In June 2015, FirstService completed a plan of arrangement to separate FirstService into two stand-alone publicly traded companies: Colliers International Group Inc. and FirstService Corporation. Hennick became global chairman and chief executive officer of Colliers, and chairman and founder of FirstService. The market capitalization of Colliers is more than US$5 billion and Hennick owns, directly and indirectly, more than 14 percent of the equity and 45 percent of the votes of the company.

Hennick was the 2019 International Horatio Alger Award Recipient and became a member of the Order of Canada that same year. Hennick was inducted into the Canadian Business Hall of Fame in 2024.

== The Jay and Barbara Hennick Family Foundation ==
Hennick, along with his wife Barbara, co-founded The Jay and Barbara Hennick Family Foundation, which donates to causes focused on education, health care and the arts primarily in Canada. The following are some of the causes the foundation has supported: the Hennick Centre of Business and Law at York University, providing post-graduate studies for students; the Hennick JD/MBA Program at York University, renamed for the Hennick family after a $6 million gift to the program, providing scholarships to students; the Jay S. Hennick Business and Community Leadership Program at the University of Ottawa, which provides financial support to JD law students who have been admitted into the MBA program at the Telfer School of Management as part of the combined JD-MBA program at the University of Ottawa; the Hennick Family Wellness Centre, which opened at Mount Sinai Hospital in 2016 and houses the largest collection of the art works of iconic Canadian artist Sorel Etrog; Yad Vashem in Israel named one of its entrance arches at the Yad Vashem Entrance Plaza after Barbara and Jay Hennick and Family.
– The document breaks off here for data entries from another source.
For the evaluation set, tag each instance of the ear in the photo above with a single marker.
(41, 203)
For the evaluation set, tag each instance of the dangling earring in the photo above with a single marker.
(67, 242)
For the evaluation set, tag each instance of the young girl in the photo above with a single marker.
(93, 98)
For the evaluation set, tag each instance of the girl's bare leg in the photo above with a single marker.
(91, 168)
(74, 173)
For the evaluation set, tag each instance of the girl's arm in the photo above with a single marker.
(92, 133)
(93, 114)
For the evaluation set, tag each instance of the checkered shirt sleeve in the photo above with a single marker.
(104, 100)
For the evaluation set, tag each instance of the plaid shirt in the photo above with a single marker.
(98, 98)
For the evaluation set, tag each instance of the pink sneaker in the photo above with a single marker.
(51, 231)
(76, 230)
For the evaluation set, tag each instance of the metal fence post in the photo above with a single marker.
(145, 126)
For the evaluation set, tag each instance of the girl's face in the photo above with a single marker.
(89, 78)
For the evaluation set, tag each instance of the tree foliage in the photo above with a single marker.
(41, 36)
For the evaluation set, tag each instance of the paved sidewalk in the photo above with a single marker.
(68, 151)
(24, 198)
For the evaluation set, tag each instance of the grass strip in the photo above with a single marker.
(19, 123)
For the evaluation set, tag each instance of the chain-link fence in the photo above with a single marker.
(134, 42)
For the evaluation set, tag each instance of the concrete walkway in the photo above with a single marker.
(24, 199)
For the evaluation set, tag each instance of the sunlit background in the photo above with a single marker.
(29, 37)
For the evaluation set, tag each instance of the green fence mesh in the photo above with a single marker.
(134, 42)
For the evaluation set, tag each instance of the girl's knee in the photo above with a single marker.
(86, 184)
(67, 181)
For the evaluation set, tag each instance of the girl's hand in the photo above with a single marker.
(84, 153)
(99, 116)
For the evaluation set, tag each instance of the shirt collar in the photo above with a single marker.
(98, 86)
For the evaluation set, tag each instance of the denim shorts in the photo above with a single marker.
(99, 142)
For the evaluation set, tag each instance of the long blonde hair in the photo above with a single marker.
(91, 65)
Sinai Health announced that the Hennick family donated $36 million in October 2021, the single largest donation in its history and resulting in renaming its facility the Hennick Bridgepoint Hospital. In July 2022, The Jay and Barbara Hennick Family Foundation made a historic donation of $50 million to the Royal Ontario Museum in support of a multi-year revitalization plan. It represented the largest cash gift in the museum’s history.

On April 10, 2026, the Jay and Barbara Hennick Family Foundation made another $50 million donation, this time to Humber River Health, and again, the single largest in the organization's history. In recognition of this generous donation, Humber River Health will rename its main site, the Wilson site, Hennick Humber Hospital.